The 528th AAA Gun Battalion was consolidated with the 101st AAA Automatic Weapons Battalion on 19 July 1946. The 101st, 250th, and 950th Battalions were subsequently consolidated on 1 July 1959 to form the 214th Artillery, a parent regiment under the Combat Arms Regimental System, consisting of the 1st, 2nd, and 4th Gun Battalions, the 3rd Automatic Weapons Battalion, and the 5th Detachment. Reorganized on 1 May 1962 to consist of the 1st Howitzer Battalion, the 3rd Automatic Weapons Battalion, and the 5th Detachment. Reorganized on 16 April 1963 to consist of the 1st Battalion, an element of the 48th Armored Division. Reorganized 1 January 1968 to consist of the 1st and 2nd Battalions. Redesignated on 1 May 1972 as the 214th Field Artillery. Withdrawn on 1 June 1989 from the Combat Arms Regimental System and reorganized under the United States Army Regimental System.

===Modern===

The 1-214th FA participated in African Lion 21, a joint training exercise held by the United States Africa Command in Tan-Tan, Morocco, consisting of over 7,000 participants from nine nations and NATO.

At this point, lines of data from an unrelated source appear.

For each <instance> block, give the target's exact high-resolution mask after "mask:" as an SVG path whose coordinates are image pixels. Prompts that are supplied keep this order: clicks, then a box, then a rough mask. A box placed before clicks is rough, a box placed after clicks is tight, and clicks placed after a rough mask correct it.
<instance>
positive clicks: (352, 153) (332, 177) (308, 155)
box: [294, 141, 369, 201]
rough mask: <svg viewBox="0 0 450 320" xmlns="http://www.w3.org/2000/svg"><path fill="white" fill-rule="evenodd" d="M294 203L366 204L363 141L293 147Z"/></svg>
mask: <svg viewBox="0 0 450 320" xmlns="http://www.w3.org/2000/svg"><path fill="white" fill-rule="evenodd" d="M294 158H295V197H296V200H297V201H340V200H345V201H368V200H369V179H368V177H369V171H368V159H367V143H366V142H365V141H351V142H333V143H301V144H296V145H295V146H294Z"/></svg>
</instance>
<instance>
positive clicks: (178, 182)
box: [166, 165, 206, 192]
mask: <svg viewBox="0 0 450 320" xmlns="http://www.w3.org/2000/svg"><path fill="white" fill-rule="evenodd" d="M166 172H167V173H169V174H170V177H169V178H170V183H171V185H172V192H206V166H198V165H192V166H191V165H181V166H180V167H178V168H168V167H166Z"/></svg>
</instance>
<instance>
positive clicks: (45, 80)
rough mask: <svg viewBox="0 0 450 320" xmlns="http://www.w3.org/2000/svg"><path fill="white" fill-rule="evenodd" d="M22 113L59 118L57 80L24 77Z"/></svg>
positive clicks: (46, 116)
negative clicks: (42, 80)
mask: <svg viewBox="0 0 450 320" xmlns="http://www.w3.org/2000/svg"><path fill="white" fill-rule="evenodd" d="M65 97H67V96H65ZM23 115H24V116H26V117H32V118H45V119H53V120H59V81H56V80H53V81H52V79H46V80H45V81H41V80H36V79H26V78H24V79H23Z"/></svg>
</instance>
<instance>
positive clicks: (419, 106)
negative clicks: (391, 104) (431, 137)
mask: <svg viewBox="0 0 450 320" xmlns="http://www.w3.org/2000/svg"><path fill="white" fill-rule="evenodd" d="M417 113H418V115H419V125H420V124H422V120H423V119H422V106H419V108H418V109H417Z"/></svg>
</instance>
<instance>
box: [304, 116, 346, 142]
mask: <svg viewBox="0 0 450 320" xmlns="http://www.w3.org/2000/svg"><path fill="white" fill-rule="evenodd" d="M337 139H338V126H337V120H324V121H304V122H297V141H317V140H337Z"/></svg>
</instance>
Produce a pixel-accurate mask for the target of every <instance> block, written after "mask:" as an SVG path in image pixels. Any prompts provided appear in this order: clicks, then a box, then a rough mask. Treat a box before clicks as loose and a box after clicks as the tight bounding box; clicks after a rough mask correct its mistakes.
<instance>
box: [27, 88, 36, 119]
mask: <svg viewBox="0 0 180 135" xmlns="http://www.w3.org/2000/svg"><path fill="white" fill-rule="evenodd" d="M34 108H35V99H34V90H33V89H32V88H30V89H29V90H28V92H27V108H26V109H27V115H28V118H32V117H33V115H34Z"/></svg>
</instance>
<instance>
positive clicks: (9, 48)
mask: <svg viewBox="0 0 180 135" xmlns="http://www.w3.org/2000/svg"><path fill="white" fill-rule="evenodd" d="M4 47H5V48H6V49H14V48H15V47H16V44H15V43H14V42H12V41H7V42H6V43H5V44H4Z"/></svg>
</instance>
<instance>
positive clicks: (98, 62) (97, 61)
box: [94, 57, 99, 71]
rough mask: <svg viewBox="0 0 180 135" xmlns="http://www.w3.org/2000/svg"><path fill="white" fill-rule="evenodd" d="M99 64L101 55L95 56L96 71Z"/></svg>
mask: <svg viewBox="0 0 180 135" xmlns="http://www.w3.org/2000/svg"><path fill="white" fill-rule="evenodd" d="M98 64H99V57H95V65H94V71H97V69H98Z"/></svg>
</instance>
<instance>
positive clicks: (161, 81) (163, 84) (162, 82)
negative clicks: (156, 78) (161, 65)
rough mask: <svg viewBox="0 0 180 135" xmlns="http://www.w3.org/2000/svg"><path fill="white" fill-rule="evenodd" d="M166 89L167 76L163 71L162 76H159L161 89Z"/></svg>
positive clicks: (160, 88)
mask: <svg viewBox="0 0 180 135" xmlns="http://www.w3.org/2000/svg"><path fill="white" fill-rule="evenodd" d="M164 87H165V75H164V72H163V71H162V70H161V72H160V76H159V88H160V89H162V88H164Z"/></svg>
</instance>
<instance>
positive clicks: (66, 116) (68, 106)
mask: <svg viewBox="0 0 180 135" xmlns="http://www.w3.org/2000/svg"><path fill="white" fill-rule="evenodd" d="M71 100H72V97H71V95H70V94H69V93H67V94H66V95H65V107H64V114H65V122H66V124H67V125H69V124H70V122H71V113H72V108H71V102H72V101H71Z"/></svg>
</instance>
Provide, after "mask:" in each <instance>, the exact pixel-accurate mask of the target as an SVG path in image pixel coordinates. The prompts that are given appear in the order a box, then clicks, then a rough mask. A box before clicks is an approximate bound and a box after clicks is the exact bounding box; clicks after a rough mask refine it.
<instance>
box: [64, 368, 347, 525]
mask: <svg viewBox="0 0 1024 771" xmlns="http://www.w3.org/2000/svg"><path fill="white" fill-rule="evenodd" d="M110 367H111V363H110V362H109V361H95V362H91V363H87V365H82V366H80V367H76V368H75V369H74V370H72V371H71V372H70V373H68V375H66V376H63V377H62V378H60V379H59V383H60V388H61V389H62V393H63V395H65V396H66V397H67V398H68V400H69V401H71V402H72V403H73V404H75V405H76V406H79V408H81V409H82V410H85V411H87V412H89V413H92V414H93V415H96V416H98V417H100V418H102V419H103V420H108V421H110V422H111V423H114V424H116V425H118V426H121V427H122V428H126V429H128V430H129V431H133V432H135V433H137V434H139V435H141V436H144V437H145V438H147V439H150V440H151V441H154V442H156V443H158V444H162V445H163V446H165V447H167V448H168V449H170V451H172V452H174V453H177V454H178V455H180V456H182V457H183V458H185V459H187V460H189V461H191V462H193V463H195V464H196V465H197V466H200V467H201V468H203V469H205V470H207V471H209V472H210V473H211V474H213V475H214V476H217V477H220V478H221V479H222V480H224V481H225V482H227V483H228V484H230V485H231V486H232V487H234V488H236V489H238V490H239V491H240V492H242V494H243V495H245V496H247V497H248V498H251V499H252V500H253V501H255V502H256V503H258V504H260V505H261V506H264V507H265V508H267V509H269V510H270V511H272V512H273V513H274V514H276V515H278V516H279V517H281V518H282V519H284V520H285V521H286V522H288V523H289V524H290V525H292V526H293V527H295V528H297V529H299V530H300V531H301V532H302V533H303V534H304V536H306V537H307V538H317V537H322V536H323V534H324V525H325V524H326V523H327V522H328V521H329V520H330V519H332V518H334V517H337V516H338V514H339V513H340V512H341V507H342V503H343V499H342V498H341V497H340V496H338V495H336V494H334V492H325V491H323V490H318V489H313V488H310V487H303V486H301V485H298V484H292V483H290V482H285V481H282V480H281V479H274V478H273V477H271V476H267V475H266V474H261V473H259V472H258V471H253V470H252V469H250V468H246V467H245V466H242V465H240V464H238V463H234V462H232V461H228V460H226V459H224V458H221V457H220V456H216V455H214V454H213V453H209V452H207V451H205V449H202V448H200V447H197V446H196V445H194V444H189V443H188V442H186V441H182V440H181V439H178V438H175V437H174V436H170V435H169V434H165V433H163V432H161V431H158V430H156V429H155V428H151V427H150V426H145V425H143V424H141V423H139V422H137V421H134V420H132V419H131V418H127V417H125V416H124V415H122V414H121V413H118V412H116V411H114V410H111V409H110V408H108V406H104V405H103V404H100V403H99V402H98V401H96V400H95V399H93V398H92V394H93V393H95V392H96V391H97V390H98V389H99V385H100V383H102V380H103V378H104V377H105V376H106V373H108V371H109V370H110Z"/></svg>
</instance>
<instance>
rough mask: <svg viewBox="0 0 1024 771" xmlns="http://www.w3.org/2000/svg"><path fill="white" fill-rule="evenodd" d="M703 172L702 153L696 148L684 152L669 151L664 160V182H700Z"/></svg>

==Distinctive unit insignia==
- Description
A Gold color metal and enamel device 1+1/8 in in height overall consisting of a shield blazoned: Gules, a chevronel debased Azure fimbriated Or, below three shell bursts one and two of the third. Attached below and to the sides of the shield is a Gold scroll inscribed “WE HEAR AND STRIKE” in Red letters.
- Symbolism
The shield is scarlet, the color of the Coast Artillery Corps. The chevronel is blue representing the Infantry service of some of the units, indicating strength. The three shell bursts represent the mission of the Anti-Aircraft Artillery.
- Background
The distinctive unit insignia was originally approved for the 214th Coast Artillery (AA) on 2 July 1940. It was redesignated for the 950th Antiaircraft Artillery Automatic Weapons Battalion on 7 March 1951. It was redesignated for the 214th Artillery Regiment on 25 April 1961. The insignia was redesignated for the 214th Field Artillery Regiment on 31 July 1972.

==Coat of arms==
===Blazon===
- Shield
Gules, a chevronel debased Azure fimbriated Or, below three shell bursts one and two of the third.
- Crest
That for the regiments and separate battalions of the Georgia Army National Guard: On a wreath of the colors Or and Gules, a boar's head erased Gules, in the mouth an oak branch Vert fructed Or.
- Motto "We Hear and Strike"

===Symbolism===
- Shield
The shield is scarlet, the color of the Coast Artillery Corps. The chevronel is blue representing the Infantry service of some of the units, indicating strength. The three shell bursts represent the mission of the Anti-Aircraft Artillery.
- Crest
The crest is that of the Georgia Army National Guard.

===Background===
The coat of arms was originally approved for the 214th Coast Artillery (AA) on 2 July 1940. It was redesignated for the 950th Antiaircraft Artillery Automatic Weapons Battalion on 7 March 1951. It was redesignated for the 214th Artillery Regiment on 25 April 1961. The insignia was redesignated for the 214th Field Artillery Regiment on 31 July 1972.